A- A+
Geopolitica
Usa Cina, la tregua salta su Taiwan. Armi-scali-primarie:battaglia per il 2020
han Kuo-yu, il sindaco populista di Kaohsiung considerato vicino a Pechino e vincitore delle primarie del Kuomintang

Tra Washington e Pechino c'è una terza città che sta diventando sempre più centrale nelle dinamiche geopolitiche globali. Si tratta di Taipei, capitale di Taiwan (o Repubblica di Cina), l'isola che la Repubblica Popolare cinese considera una provincia ribelle e che vuole, più prima che poi, riportare sotto la sua ala. Tra vendita di armi, scali aerei e primarie d'opposizione la partita tra i due colossi globali sul campo da gioco dell'isola di Formosa (vale a dire "bella", come l'avevano battezzata i portoghesi a metà del 1500) è sempre più articolata e tesa. In vista del cruciale appuntamento con le elezioni presidenziali del 2020 che diranno molto non solo sul futuro di Taiwan ma anche degli equilibri di un'intera regione e degli stessi rapporti di forza tra Usa e Cina.
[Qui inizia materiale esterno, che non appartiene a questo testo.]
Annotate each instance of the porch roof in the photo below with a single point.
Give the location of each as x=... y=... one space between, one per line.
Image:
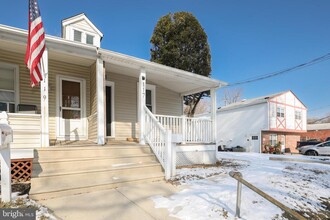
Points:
x=183 y=82
x=177 y=80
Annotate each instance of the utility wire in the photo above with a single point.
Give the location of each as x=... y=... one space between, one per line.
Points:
x=320 y=119
x=269 y=75
x=315 y=109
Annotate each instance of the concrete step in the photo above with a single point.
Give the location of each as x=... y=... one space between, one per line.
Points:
x=73 y=183
x=91 y=151
x=60 y=166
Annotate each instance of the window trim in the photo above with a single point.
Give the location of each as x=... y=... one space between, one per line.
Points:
x=83 y=35
x=152 y=88
x=296 y=115
x=270 y=139
x=16 y=80
x=281 y=112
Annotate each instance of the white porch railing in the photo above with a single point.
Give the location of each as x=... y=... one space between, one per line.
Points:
x=193 y=130
x=159 y=140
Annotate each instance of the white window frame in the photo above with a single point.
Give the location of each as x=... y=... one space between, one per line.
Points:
x=83 y=35
x=280 y=111
x=271 y=139
x=153 y=97
x=82 y=82
x=152 y=88
x=297 y=115
x=16 y=82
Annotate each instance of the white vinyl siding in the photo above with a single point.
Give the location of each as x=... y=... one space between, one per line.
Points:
x=273 y=139
x=8 y=87
x=280 y=112
x=166 y=102
x=89 y=39
x=77 y=36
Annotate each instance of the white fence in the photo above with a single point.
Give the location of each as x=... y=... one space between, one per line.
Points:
x=159 y=140
x=193 y=130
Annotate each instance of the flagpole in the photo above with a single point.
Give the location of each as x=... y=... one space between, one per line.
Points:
x=44 y=101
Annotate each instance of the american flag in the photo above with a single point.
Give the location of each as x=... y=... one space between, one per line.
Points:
x=35 y=43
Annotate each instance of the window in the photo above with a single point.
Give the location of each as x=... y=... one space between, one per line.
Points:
x=151 y=98
x=280 y=112
x=273 y=139
x=8 y=76
x=298 y=115
x=83 y=37
x=77 y=35
x=89 y=39
x=254 y=138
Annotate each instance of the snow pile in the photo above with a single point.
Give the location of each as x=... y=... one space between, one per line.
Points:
x=23 y=202
x=210 y=193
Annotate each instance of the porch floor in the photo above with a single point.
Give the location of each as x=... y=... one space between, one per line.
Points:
x=88 y=143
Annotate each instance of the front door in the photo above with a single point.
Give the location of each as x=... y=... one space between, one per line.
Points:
x=255 y=143
x=71 y=111
x=108 y=110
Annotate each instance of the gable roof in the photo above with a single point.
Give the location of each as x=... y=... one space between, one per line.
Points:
x=80 y=17
x=250 y=102
x=315 y=127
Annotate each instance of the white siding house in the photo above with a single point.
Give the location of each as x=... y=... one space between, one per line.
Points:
x=262 y=121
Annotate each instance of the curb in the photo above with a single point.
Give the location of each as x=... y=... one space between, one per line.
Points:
x=299 y=160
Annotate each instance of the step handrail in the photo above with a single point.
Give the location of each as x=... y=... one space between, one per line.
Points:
x=239 y=177
x=159 y=139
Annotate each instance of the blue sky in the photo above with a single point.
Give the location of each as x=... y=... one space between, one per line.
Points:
x=247 y=38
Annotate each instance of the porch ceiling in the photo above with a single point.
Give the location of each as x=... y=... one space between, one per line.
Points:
x=179 y=81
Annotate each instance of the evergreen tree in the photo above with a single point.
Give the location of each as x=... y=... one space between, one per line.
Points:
x=179 y=41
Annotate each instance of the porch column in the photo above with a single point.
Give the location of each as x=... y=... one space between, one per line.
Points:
x=44 y=102
x=100 y=96
x=214 y=114
x=141 y=104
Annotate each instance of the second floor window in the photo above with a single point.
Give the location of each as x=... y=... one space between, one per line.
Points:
x=77 y=35
x=273 y=139
x=280 y=112
x=298 y=115
x=89 y=39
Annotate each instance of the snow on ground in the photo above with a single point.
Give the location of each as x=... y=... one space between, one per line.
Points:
x=210 y=193
x=22 y=201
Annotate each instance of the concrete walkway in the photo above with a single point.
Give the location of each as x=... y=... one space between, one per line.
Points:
x=124 y=203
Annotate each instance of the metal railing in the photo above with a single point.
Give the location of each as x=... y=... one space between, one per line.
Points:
x=159 y=140
x=238 y=176
x=193 y=130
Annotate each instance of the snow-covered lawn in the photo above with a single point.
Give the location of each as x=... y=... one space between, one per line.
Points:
x=210 y=193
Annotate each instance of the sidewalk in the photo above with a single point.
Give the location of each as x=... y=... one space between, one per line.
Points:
x=129 y=202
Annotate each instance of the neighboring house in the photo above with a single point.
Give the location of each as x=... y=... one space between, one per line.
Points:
x=317 y=131
x=267 y=120
x=92 y=93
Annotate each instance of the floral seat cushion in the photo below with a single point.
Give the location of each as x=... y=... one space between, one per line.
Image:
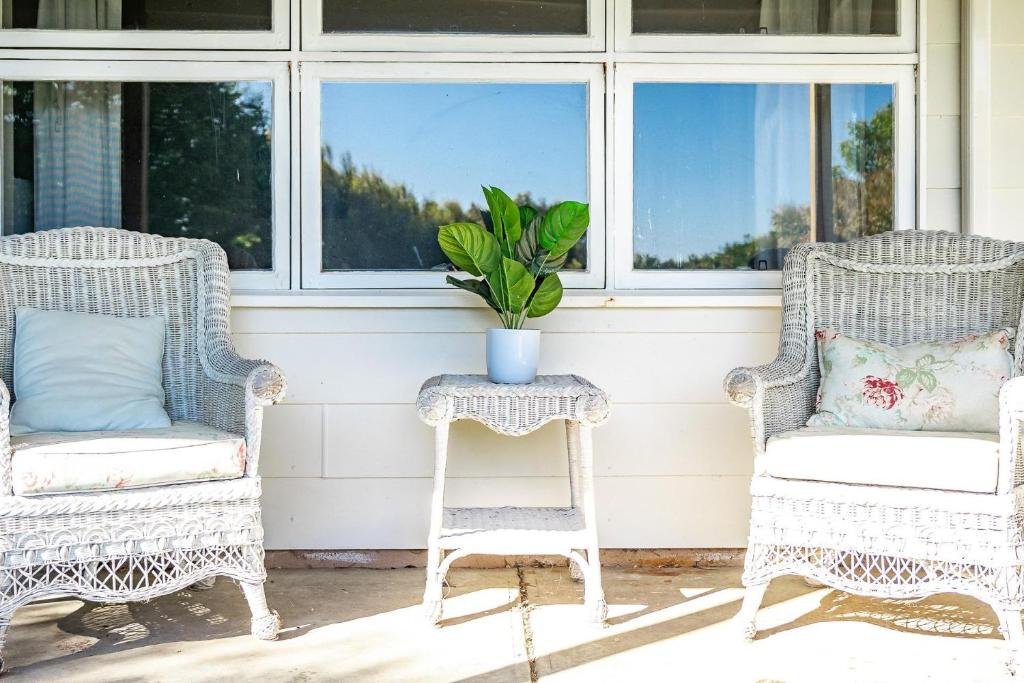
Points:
x=938 y=386
x=70 y=462
x=950 y=461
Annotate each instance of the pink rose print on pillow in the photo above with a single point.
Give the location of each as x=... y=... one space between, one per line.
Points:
x=880 y=392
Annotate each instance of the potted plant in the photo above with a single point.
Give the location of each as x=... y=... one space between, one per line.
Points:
x=517 y=262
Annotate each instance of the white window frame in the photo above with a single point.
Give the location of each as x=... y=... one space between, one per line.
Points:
x=627 y=76
x=313 y=37
x=275 y=39
x=275 y=73
x=904 y=41
x=314 y=75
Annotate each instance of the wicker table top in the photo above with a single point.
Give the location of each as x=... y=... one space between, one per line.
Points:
x=512 y=409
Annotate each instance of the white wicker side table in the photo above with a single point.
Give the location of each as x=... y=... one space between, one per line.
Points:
x=516 y=410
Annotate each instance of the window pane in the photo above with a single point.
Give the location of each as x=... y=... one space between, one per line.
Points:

L'AVVICINAMENTO DI TRUMP A TAIPEI

Gli Stati Uniti, che pure non riconoscono più ufficialmente l'indipendenza di Taiwan dal 1979, proseguono i loro decennali rapporti economici, militari e ufficiosamente diplomatici con Taipei. Rapporti che si sono intensificati da quando Donald Trump è entrato alla Casa Bianca, a partire dalla telefonata post elettorale alla presidente filo indipendentista Tsai Ing-wen e all'apertura di un'ambasciata de facto a Taipei, oltre a un approfondimento degli scambi di rapporti tra funzionari e militari. Senza scordarsi i frequenti passaggi di navi a stelle e strisce nello stretto sul quale anche le navi cinesi hanno aumentato la frequenza delle esercitazioni militari. 

LA VENDITA DI ARMI USA A TAIWAN

Nelle ultime settimane la sfida su Taiwan sta diventando sempre più accesa. Prima è arrivato il "via libera" da parte del Dipartimento di Stato Usa alla vendita di armamenti per 2,2 miliardi di dollari a Taipei, in un pacchetto che comprende 108 carri armati M1A2T Abrams e 250 missili Stinger con relativi equipaggiamenti. Una mossa che ha fatto infuriare Pechino, che prima ha avvisato Washington di "non giocare con il fuoco", per poi minacciare sanzioni e la rottura di qualsiasi rapporto con le aziende coinvolte nell'affare. 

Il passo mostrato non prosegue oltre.